- The paper introduces OrthoRank, a novel token selection method that uses sink token orthogonality to reduce redundant computations in LLM inference.
- It dynamically ranks tokens based on cosine similarity with a sink token, enabling selective layer updates and effective pruning.
- Experimental results show OrthoRank achieves lower perplexity and higher zero-shot accuracy on benchmarks like C4 and LongBench.
OrthoRank: Token Selection via Sink Token Orthogonality for Efficient LLM Inference
Introduction
The paper "OrthoRank: Token Selection via Sink Token Orthogonality for Efficient LLM Inference" presents a novel approach aimed at optimizing inference efficiency in LLMs. The primary innovation centers around the concept of an attention sink, which is observed as a phenomenon where initial tokens in a sequence receive disproportionately large attention due to their visibility to subsequent tokens. Building upon this foundation, the paper introduces OrthoRank, a dynamic token selection method that leverages token orthogonality relative to sink tokens to enhance the inference process without additional training.

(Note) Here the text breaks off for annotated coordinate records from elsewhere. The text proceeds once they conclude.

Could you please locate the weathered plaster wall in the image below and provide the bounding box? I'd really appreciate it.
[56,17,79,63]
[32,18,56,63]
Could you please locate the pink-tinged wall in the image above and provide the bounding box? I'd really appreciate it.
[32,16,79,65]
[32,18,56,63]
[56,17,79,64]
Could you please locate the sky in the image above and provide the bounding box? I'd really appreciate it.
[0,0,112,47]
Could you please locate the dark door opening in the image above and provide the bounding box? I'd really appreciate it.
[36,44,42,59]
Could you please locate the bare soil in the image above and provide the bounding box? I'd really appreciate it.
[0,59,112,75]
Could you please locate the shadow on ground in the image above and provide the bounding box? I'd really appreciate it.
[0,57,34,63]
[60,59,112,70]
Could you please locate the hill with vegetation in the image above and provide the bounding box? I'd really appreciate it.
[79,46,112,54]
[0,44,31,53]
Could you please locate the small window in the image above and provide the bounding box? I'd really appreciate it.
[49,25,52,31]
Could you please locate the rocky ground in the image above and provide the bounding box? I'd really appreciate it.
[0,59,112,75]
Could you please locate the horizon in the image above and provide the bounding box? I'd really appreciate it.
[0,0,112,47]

Figure 1: Overview of our approach (OrthoRank). OrthoRank first determines the orthogonality of tokens to the sink token after normalization at each layer. Based on this, the top K tokens are selected for updates, while the remaining tokens bypass the layer except for KV calculations.
Theory and Methodology
The theoretical underpinning of OrthoRank is grounded in the observed behavior of cosine similarity between normalized hidden states of the sink token and other tokens as layers deepen. Specifically, the paper finds that tokens tend to align increasingly with the sink token, suggesting that other tokens convey redundant information as layers progress. OrthoRank capitalizes on this by dynamically determining token importance based on orthogonality to the sink token. This is quantified by the gradient of the cosine similarity, which effectively indicates the speed at which tokens can align with the sink token.
The operational mechanism of OrthoRank involves token selection at each layer while only computing a minimal set of tokens fully, thus maintaining computational efficiency. Token importance is ranked based on their orthogonality to the sink token, with more orthogonal tokens noted as more relevant and hence more deserving of computational resources in subsequent layers (Figure 2).

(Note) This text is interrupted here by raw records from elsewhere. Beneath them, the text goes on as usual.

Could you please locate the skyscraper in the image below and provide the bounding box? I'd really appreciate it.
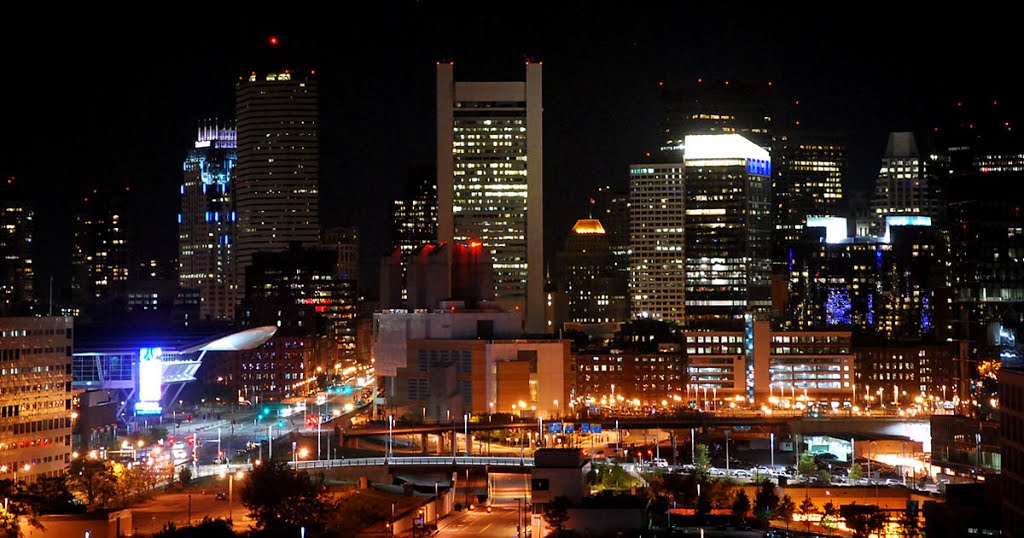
[630,163,686,324]
[178,122,238,320]
[772,133,846,246]
[871,132,947,235]
[234,70,319,289]
[684,134,772,327]
[72,188,130,307]
[0,177,35,316]
[556,218,630,323]
[437,63,545,333]
[0,318,73,482]
[389,168,437,306]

Figure 2: (a, d) Cosine similarity between the normalized hidden states of the sink token and other tokens shows an increase as die layers progress in Llama-2-13B and Mistral-7B models.
Implementation Strategy
Practically, OrthoRank is implemented by evaluating token orthogonality through cosine similarity and operationalizing this via framework integrations such as PyTorch, optimizing for hardware accelerations. The implementation eschews additional model layers or routers, markedly simplifying deployment and enhancing compatibility with existing pretrained LLM architectures. The approach iterates over each token within selected layers, computing the orthogonal score to the sink token and leveraging this to rank tokens by their relevance.

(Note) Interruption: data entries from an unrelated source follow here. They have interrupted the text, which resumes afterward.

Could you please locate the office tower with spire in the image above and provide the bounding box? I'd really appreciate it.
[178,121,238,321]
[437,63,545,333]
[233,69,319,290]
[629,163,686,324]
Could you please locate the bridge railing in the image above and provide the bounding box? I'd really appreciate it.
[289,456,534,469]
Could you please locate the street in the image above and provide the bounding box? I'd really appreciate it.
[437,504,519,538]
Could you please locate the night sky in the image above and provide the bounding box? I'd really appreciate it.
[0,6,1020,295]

One of the notable computational advantages of OrthoRank is its compatibility with layer-wise pruning strategies, allowing it to be applied selectively across specific layers to achieve optimal trade-offs in computational load and inference speed without sacrificing accuracy or necessitating additional training. The framework can be easily adapted into current LLM deployment pipelines, aligning with established norms for inference optimization in transformer-based models.
Experimental Results
The empirical evaluations demonstrated that OrthoRank consistently outperformed traditional layer pruning methods on benchmarks such as C4 and LongBench. Specifically, it achieved lower perplexity and higher zero-shot accuracy at equivalent sparsity levels, underscoring its effectiveness in real-world settings characterized by stringent latency and throughput requirements (Figure 3).
Figure 3: Layer-wise performance by token selection criteria highlights our method achieving lower perplexity across most layers compared to random token selection and the Reverse criteria.
Conclusion
OrthoRank presents a significant contribution to the field of machine learning by optimizing token processing at a micro-level within LLM layers based on orthogonality measures. This reduces unnecessary calculations, preserves model performance, and maintains robust accuracy across tasks. In conclusion, OrthoRank offers a promising framework for efficient LLM deployment, especially in scenarios where computational resources and latency are constraints. The orthogonality-based selection approach paves the way for further research into token dynamics and interactions within transformers, broadening the understanding of their internal mechanisms in ways that improve efficiency and precision.